[jira] [Updated] (SPARK-9999) Dataset API on top of Catalyst/DataFrame

Reynold Xin (JIRA) Tue, 03 Nov 2015 07:32:30 -0800

     [ 
https://issues.apache.org/jira/browse/SPARK-9999?page=com.atlassian.jira.plugin.system.issuetabpanels:all-tabpanel
 ]


Reynold Xin updated SPARK-9999:
-------------------------------
    Description: 
The RDD API is very flexible, and as a result harder to optimize its execution 
in some cases. The DataFrame API, on the other hand, is much easier to 
optimize, but lacks some of the nice perks of the RDD API (e.g. harder to use 
UDFs, lack of strong types in Scala/Java).

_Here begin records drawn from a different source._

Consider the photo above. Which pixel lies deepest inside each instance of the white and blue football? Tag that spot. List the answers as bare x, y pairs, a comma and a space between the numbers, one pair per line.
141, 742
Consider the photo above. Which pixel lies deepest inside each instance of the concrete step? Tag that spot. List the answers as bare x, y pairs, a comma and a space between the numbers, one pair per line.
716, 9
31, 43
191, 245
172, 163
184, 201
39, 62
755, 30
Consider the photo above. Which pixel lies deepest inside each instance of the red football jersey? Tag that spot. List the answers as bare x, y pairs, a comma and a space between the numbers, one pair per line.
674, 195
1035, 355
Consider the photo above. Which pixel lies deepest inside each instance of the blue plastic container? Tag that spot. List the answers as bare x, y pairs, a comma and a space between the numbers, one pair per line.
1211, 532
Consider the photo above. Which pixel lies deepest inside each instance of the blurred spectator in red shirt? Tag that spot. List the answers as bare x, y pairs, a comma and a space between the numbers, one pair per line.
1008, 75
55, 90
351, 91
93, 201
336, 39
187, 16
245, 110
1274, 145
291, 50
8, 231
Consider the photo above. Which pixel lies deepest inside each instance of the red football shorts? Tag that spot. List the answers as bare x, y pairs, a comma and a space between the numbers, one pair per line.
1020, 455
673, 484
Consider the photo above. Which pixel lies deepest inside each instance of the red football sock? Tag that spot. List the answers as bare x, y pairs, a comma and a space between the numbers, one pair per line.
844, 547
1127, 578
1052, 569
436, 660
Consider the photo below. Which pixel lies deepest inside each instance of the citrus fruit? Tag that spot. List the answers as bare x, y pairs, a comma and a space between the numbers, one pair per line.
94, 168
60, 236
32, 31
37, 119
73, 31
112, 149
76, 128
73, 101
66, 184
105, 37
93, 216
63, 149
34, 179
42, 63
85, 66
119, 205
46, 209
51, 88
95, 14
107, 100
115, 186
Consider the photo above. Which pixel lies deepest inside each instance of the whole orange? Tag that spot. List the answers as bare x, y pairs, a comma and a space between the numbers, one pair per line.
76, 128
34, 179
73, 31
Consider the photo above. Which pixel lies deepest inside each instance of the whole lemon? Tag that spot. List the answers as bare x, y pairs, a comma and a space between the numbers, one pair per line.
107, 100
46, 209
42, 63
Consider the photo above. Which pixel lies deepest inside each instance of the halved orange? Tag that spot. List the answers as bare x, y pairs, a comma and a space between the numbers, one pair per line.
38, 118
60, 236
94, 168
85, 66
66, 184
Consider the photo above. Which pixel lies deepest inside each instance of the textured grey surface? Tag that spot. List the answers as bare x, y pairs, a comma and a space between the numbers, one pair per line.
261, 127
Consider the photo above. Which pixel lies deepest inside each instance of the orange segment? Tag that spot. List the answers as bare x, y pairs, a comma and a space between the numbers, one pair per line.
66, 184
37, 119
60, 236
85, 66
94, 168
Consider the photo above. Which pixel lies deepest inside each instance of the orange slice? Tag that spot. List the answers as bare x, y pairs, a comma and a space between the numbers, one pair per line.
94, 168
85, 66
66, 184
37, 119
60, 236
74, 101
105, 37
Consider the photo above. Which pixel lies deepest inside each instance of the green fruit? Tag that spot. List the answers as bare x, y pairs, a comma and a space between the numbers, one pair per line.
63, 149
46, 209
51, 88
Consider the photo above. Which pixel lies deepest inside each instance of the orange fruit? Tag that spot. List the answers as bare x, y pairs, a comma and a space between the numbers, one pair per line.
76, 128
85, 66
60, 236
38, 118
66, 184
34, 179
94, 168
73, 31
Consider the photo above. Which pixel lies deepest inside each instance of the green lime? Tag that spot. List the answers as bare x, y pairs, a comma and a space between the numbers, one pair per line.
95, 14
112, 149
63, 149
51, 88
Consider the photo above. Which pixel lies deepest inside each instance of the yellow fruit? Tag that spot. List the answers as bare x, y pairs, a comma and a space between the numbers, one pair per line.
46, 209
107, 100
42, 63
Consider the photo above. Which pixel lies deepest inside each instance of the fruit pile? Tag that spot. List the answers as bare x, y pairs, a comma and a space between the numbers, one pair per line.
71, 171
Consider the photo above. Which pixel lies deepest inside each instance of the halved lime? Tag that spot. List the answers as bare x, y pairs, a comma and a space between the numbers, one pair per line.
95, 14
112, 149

The goal of Spark Datasets is to provide an API that allows users to easily 
express transformations on domain objects, while also providing the performance 
and robustness advantages of the Spark SQL execution engine.

h2. Requirements
 - *Fast* - In most cases, the performance of Datasets should be equal to or 
better than working with RDDs.  Encoders should be as fast or faster than Kryo 
and Java serialization, and unnecessary conversion should be avoided.
 - *Typesafe* - Similar to RDDs, objects and functions that operate on those 
objects should provide compile-time safety where possible.  When converting 
from data where the schema is not known at compile-time (for example data read 
from an external source such as JSON), the conversion function should fail-fast 
if there is a schema mismatch.
 - *Support for a variety of object models* - Default encoders should be 
provided for a variety of object models: primitive types, case classes, tuples, 
POJOs, JavaBeans, etc.  Ideally, objects that follow standard conventions, such 
as Avro SpecificRecords, should also work out of the box.
 - *Java Compatible* - Datasets should provide a single API that works in both 
Scala and Java.  Where possible, shared types like Array will be used in the 
API.  Where not possible, overloaded functions should be provided for both 
languages.  Scala concepts, such as ClassTags should not be required in the 
user-facing API.
 - *Interoperates with DataFrames* - Users should be able to seamlessly 
transition between Datasets and DataFrames, without specifying conversion 
boiler-plate.  When names used in the input schema line-up with fields in the 
given class, no extra mapping should be necessary.  Libraries like MLlib should 
not need to provide different interfaces for accepting DataFrames and Datasets 
as input.

For a detailed outline of the complete proposed API: 
[marmbrus/dataset-api|https://github.com/marmbrus/spark/pull/18/files]
For an initial discussion of the design considerations in this API: [design 
doc|https://docs.google.com/document/d/1ZVaDqOcLm2-NcS0TElmslHLsEIEwqzt0vBvzpLrV6Ik/edit#]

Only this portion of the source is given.